Lo stesso presidente dell’Abi ha affermato:
Di fronte alla congiuntura in corso è fondamentale continuare a conciliare le esigenze di competitività delle imprese bancarie con quelle dei lavoratori. Si tratta di un equilibrio più che mai necessario per un settore chiamato a confrontarsi a livello internazionale in termini di sviluppo costante del grado di efficienza e di crescita. Riuscire a farlo creando ‘buona occupazione’ senza alcuna ‘questione precariato’ al nostro interno, è una spinta in più.
La percentuale del totale occupati a tempo indeterminato é pari al 96%, per cui lo spazio lasciato all’apprendistato é minimo (+2% nel 2007) ma permane tuttavia un gap tra le banche italiane e i maggiori competitors europei a livello dei principali indicatori di costo. Alla fine dell’anno, rileva l’Abi, il costo unitario del lavoro per i principali gruppi bancari italiani e’ pari a 70.000 euro, superiore ancora di circa 10.000 euro rispetto alla media dei Paesi della Ue a 25. Sembra quindi, sempre secondo la stima, che i bancari siano ben pagati: il peso del costo del lavoro sui costi operativi complessivi e’ al 61,3%, suuperiore alla media Ue, che si attesta al 53%.

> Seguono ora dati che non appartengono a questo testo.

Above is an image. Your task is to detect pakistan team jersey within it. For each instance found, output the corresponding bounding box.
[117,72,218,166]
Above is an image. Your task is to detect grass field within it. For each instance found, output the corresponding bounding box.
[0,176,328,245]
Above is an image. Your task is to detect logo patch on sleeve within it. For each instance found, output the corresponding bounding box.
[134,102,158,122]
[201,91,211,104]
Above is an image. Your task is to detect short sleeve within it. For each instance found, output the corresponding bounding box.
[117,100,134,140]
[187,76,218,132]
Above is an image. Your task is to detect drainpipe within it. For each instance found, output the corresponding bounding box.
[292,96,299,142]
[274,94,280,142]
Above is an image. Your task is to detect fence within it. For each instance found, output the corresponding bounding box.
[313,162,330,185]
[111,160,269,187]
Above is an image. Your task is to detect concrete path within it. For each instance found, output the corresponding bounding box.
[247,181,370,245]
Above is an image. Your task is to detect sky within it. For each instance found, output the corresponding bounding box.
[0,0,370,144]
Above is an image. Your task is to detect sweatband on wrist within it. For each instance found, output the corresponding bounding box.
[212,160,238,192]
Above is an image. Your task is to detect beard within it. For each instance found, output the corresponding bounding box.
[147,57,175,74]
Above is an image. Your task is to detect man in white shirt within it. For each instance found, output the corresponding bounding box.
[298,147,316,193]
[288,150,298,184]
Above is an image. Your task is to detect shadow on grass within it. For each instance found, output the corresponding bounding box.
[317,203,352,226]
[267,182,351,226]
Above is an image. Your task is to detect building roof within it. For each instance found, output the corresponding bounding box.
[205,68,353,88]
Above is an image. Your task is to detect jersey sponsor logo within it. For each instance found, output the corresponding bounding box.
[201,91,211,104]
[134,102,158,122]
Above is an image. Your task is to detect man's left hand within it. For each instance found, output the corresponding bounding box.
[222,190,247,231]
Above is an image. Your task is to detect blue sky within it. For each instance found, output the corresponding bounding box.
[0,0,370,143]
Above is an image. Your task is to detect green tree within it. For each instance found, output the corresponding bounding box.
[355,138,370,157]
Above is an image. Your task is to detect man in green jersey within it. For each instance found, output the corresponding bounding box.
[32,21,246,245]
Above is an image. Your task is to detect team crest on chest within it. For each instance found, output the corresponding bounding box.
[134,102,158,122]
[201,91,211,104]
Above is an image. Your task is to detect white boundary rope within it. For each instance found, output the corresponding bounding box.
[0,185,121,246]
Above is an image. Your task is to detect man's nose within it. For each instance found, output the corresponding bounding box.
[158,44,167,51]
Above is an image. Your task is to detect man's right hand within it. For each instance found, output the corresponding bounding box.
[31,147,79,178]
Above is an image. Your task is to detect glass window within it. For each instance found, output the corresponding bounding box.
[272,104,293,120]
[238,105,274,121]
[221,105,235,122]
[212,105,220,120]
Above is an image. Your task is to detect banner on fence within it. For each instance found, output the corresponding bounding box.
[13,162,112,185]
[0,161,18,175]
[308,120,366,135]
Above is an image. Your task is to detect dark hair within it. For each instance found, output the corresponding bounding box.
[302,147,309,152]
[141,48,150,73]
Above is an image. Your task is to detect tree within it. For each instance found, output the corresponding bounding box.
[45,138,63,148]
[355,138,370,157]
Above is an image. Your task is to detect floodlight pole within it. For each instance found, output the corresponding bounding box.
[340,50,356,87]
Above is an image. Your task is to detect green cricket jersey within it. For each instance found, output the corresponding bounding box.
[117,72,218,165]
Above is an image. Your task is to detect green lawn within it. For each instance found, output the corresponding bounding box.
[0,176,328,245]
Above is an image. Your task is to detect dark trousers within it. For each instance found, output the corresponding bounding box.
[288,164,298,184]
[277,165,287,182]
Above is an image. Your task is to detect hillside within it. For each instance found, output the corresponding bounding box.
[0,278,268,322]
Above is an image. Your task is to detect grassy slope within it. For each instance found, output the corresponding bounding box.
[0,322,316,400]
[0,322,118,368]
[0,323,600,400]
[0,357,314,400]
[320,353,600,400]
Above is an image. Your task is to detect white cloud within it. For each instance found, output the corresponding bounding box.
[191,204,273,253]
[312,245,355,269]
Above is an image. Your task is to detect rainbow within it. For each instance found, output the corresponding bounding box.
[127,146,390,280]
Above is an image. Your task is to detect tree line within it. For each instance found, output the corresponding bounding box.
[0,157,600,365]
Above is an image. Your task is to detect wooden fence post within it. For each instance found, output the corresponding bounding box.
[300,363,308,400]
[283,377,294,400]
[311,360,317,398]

In uno scenario in cui vengono rimessi in discussione modelli di business che, estranei al nostro settore, hanno condotto alla attuale situazione globale – ha concluso Faissola – l’industria bancaria italiana è fortemente impegnata ad attenuare gli effetti della crisi sulla produzione e sulle imprese, quindi sulle famiglie. Decisiva, soprattutto in questa fase, si è rivelata la capacità di valorizzare il legame tradizionale con i clienti e il territorio.